Imbuto, partners tip students on how to join leading universities

A cross-section of high school students during the training at Gashora Girls School, Bugesera District over the weekend. Courtesy.

More than 150 high school students and over 26 educators from East and Southern African regions are meeting at Gashora Girls School in Bugesera District where they are being trained on how to apply to the US and other international universities.

Dubbed the Yale Young African Scholars Educators’ Conference, the exercise is part of a conference, which kicked off on July 29 and ends on August 7 aimed at enlightening educators and students on opportunities of studying abroad. It is organised in partnership with Imbuto Foundation, Yale University, Higher Life Foundation and Education Matters.

The third Yale Young African Scholars Educators’ Conference that took place on August 4 and 5 seeks to engage high school students by assisting them in preparing applications to America’s and other internationally based universities.
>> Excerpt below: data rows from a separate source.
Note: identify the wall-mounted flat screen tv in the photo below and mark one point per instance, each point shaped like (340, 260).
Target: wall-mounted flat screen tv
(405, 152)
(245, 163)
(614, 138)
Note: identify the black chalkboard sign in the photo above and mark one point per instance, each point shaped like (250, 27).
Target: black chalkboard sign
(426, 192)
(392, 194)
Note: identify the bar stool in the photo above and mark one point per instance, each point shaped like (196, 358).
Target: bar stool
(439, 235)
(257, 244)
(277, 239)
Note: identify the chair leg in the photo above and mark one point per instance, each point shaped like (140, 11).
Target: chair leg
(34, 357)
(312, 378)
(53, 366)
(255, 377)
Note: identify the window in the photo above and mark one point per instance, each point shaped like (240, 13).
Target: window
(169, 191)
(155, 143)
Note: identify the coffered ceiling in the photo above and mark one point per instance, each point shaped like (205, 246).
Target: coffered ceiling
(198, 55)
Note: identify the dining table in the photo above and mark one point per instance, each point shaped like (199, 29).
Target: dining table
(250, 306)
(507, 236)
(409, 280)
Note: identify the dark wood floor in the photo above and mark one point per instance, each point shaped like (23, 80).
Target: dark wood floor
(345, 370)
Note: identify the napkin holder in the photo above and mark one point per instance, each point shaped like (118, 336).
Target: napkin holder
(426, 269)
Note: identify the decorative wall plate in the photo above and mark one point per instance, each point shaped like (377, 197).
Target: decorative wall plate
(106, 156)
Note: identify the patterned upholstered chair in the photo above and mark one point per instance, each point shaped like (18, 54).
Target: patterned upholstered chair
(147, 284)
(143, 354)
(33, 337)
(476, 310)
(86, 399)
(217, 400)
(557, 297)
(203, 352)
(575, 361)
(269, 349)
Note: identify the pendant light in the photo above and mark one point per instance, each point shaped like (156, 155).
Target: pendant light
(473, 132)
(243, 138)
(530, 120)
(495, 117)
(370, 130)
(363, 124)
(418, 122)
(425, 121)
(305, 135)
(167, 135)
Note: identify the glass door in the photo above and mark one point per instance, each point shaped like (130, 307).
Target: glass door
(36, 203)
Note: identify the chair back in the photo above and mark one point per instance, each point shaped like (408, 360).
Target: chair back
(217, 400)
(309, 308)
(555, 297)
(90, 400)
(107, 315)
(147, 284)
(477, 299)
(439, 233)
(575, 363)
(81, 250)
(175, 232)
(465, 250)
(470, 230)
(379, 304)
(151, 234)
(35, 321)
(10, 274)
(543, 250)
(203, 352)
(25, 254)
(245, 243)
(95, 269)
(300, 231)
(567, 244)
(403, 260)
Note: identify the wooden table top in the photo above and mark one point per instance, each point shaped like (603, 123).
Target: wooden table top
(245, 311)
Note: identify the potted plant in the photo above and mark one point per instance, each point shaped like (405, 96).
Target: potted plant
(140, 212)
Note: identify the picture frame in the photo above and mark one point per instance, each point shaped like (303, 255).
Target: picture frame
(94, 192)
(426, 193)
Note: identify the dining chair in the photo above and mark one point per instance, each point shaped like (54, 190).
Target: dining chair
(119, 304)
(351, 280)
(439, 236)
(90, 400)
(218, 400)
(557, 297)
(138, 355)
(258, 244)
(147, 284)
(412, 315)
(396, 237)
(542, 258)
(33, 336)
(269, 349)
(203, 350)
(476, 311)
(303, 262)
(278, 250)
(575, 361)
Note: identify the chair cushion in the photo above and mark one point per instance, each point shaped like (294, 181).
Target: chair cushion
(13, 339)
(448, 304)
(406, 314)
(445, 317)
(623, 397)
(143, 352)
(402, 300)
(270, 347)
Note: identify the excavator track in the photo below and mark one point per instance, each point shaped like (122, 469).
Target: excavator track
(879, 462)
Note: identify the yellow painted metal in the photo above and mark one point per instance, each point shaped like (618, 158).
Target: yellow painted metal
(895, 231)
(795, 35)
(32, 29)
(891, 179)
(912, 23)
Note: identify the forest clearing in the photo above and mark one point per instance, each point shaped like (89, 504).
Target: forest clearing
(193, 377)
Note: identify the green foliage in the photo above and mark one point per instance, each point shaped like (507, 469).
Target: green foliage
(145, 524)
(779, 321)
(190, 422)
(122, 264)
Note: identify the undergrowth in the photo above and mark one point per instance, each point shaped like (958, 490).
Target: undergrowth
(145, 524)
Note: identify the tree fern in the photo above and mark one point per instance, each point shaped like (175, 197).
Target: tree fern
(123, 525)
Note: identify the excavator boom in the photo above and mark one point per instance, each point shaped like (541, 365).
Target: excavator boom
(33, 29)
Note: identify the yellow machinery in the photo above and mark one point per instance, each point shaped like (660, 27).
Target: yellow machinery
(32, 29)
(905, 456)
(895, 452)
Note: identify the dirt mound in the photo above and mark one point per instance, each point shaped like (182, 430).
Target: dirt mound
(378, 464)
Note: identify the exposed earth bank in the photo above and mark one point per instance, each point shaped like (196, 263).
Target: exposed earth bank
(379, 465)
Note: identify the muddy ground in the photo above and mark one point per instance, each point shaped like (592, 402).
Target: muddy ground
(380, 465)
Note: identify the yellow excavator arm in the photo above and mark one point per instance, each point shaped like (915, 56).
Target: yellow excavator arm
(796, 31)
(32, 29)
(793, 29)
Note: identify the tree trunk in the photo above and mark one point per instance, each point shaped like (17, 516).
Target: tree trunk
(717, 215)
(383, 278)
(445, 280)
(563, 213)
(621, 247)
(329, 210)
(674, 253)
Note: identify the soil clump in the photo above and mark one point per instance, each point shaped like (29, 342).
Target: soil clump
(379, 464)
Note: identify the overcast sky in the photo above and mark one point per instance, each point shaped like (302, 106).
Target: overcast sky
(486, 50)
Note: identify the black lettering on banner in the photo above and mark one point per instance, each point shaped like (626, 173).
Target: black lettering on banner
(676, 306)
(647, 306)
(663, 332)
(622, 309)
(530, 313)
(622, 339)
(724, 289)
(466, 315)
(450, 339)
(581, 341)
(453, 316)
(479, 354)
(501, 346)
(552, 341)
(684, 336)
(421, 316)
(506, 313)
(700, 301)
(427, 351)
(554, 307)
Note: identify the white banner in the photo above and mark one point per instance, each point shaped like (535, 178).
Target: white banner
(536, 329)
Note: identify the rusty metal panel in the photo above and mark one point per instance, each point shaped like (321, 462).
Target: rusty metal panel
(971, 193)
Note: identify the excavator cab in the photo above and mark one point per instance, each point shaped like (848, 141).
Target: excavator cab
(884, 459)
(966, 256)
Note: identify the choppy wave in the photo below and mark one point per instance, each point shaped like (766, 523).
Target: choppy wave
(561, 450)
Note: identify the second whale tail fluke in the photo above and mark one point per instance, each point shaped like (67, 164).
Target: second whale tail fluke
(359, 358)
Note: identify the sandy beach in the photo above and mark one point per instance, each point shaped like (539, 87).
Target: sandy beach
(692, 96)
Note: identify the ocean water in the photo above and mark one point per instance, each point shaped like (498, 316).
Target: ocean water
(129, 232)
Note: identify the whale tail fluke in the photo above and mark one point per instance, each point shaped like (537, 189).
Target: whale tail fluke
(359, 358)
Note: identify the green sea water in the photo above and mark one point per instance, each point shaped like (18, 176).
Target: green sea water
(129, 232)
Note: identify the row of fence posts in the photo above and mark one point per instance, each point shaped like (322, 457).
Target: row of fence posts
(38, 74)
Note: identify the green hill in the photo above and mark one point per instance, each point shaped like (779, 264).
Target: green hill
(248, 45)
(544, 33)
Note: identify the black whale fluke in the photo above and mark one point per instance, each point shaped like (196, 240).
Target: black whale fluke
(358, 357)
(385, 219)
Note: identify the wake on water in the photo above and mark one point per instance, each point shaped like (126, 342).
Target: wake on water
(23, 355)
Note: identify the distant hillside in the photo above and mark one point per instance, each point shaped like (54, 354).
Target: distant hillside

Currently, there are 69 students on YYAS programme, 38 recently graduated from secondary school and obtained admission to leading universities in the US, Canada, Ghana, and Rwanda.

The other 31 students are set to join their final year of secondary school.

According to Theogene Hagenimana, the Deputy Head of School in charge of studies at Fawe Girls School, the seminar is an ideal platform on sharing how educators can guide students on their career and joining best international universities.

“There is need of scaling up career guidance scheme so as to help students make best choices based on their passion and not on other misguiding targets but this is being tried only in excellent schools. It is in the same vein that we are learning how to help students apply for universities and recommend them on what documents they need,” he said.

Patrick Rugamba, a senior five student at Agahozo Shalom, said that the training on application process and requirements is timely since he plans to apply for a scholarship to study business management in one of the leading international universities.

“About 2,000 students applied to attend this training but only less than 200 were admitted, which means it is a great opportunity for me to gain skills on how to join global universities. We have been equipped with knowledge on writing essays, doing USA standard exams, and how to apply for those universities,” he said.

He added that: “I have also become aware that when a student fails to pay the money required during the application process, there is a financial aid which is provided after assessing one’s financial situation”.

Kubaho Heaven, a senior five student at IPRC-Kigali, said that the training will prepare him for future leadership roles.

“We are also gaining leadership skills, public speaking and others,” he said.